DIOS EN LA BARRA DEL BAR

 

Tomarse una pinta de Guiness en el irlandés de su pueblo era lo más parecido a viajar que había hecho en mucho tiempo. Allí Lorena se sentía forastera aunque estuviera a solo 200 metros de su casa. Le gustaba esa sensación, la de ser anónima, observar la vida sin ser vista, una especie de Dios en la barra del bar.

En el diminuto escenario un inglés de mejillas sonrosadas, bien por la falta de aire acondicionado, bien por un alcoholismo fuertemente arraigado, cantaba una versión de Rod Stewart al compás de los acordes de su guitarra.

 Al fondo en la esquina, un tipo con sombrero de pesca tocaba las palmas y animaba a su grupo de amigos a unirse a él. Todos británicos y jubilados, todos felices, todos a un paso de la tumba.

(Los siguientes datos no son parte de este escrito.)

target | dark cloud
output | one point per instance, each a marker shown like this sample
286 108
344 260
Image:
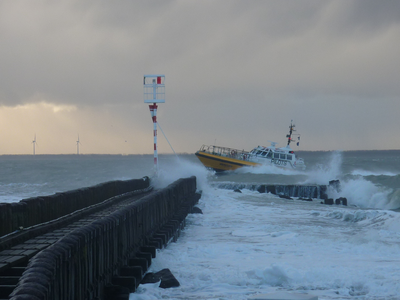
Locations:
231 63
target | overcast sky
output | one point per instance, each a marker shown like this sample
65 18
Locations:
237 73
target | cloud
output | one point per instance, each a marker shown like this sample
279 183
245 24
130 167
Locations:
236 71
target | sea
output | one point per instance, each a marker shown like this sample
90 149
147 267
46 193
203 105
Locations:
248 243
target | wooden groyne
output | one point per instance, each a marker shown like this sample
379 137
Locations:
98 252
291 190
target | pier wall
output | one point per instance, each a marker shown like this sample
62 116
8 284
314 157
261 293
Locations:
107 258
37 210
305 191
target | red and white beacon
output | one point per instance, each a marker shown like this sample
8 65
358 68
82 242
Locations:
154 92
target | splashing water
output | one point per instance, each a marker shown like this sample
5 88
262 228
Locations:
322 174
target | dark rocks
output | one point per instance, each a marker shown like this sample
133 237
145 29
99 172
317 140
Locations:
165 276
335 184
196 210
305 199
341 200
285 197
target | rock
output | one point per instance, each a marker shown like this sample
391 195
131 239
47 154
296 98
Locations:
196 210
165 276
335 184
305 199
341 200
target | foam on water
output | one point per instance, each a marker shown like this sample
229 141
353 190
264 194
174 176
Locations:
323 173
249 243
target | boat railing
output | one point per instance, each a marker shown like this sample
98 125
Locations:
226 152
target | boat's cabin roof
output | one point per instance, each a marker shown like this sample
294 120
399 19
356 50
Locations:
263 151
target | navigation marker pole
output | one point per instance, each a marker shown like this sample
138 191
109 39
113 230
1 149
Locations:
154 92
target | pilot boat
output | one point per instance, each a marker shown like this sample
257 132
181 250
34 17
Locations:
226 159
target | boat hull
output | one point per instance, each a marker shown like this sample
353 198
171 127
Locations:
221 163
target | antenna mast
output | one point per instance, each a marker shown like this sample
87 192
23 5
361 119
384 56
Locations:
289 136
34 145
77 146
154 92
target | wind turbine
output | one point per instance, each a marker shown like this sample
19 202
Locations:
77 145
34 144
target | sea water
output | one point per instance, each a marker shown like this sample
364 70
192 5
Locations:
249 243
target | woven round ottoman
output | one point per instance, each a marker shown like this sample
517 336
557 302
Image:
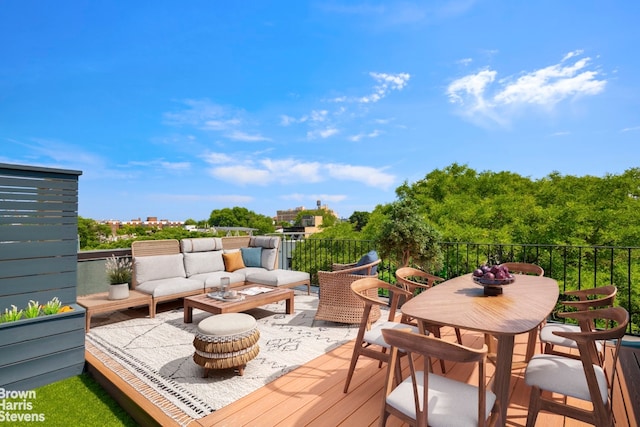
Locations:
225 341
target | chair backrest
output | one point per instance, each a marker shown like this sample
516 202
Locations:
617 318
524 268
411 278
363 288
606 296
415 345
363 269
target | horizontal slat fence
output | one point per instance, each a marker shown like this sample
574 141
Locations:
38 262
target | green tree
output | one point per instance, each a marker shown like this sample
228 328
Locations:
241 217
91 233
359 219
406 236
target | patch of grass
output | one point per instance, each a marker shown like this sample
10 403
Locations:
75 401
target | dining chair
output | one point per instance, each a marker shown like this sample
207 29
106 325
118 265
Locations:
583 379
605 297
369 341
336 302
413 280
428 399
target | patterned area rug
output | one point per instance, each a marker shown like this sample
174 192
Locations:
158 353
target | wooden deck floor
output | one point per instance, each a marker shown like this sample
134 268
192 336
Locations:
312 395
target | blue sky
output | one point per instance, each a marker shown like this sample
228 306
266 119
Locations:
173 109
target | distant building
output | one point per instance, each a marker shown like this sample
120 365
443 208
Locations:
290 215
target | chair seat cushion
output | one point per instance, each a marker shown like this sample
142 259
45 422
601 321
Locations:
547 335
374 335
367 258
451 403
563 375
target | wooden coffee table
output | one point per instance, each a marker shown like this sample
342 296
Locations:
215 306
100 303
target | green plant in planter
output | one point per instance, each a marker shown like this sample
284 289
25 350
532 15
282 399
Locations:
11 315
52 307
32 310
118 270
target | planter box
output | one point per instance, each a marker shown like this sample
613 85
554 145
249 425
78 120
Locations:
35 352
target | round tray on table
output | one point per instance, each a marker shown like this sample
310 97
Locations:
493 287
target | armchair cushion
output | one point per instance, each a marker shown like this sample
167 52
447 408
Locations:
252 257
233 261
367 258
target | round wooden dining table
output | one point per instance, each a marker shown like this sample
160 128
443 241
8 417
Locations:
461 303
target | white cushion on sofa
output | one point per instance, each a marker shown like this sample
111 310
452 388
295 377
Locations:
201 244
203 262
170 286
278 277
159 267
212 280
269 257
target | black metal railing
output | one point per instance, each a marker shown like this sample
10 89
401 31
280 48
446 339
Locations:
573 267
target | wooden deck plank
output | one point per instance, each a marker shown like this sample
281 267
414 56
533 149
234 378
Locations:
312 395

 En la mesa de al lado una pareja joven, escoceses probablemente, se besaba con ahínco, inflamándose los labios, con las ansias propias de los amores recientes. ¿Cuánto tiempo les duraría el amor? ¿Tendrían hijos? ¿Podrían pagar las facturas a final de mes?
Una señora mayor, anciana más bien, los observaba, quizá nostálgica, tal vez celosa. Llevaba los labios agrietados pintados de rojo, probablemente a juego con su corazón y miraba a la pareja como quien experimenta un dejá vu, algo que ella ya había vivido, en otra década, en otra vida.
¿Cuántas de aquellas personas tendrían el corazón roto? ¿Cuántos corazones se romperían esa misma noche?
Lorena no vio venir al tío de la camiseta de Guns and Roses.
— Probablemente uno, el mío — dijo el tipo mientras se colocaba junto a Lorena en la barra. — Dos Guinness más, Jo.
Era la primera vez que Lorena lo veía, ¿quién era ese tío? ¿Por qué le había dicho eso? ¿Acaso le había leído el pensamiento?
— Yo también juego a adivinar la vida de los demás.
— ¿Y aciertas? —. Preguntó Lorena.
— No lo sé, me da igual el resultado. Lo interesante del juego es jugarlo. Como la vida.
— Como la vida…— repitió Lorena.
Decidida ya a aceptar que no era la única en la sala con complejo de deidad, dio un sorbo a su cerveza antes de preguntarle al misterioso telépata:
— Y bien, ¿a qué hora está previsto que se te parta el corazón?
— Justo a medianoche.
— Interesante… ¿qué sucederá entonces?
— Querré besarte y tú te negarás.
Lorena rebuscó en el bolso su móvil y comprobó la hora, las 23.59. Ingirió un nuevo trago del brebaje negro de su jarra, cual Astérix bebiendo de la poción mágica, ella no iba a luchar contra la invasión romana pero iba a evitar una tragedia mayor.
Se acercó un poco más al tipo de la camiseta de Guns and Roses y cuando no quedó espacio ninguno entre sus bocas, lo besó apasionadamente, como la pareja de la esquina, como la anciana de los labios rojos recordaba haber hecho alguna vez, en alguna vida.
El cantante de mejillas sonrosadas acabó su versión de Have you ever seen the rain y los felices jubilados británicos estallaron en aplausos, ajenos a la certeza de que el juego estaba a punto de concluir para ellos.
— ¿Qué tal anda tu corazón? — preguntó Lorena al concluir el beso.
El tipo que creía ser vidente y jugaba a inventar vidas, se llevó ambas manos a su pecho y contestó:
— Mejor que nunca.
Lorena sonrió, feliz de haber roto la predicción, satisfecha de haber salvado un corazón, aunque algo le decía que más que una salvación, había sido un trueque, un corazón por otro, el del tipo de la camiseta de Guns and Roses a cambio del suyo propio.
En un taburete junto a la puerta de la entrada, un hombre de mediana edad observaba a la chica de la barra que acababa de besar apasionadamente a un tipo con una camiseta heavy, se preguntó cuánto haría que se conocían, ¿serían felices mucho tiempo?, ¿tendrían hijos?, ¿pagarían sus facturas?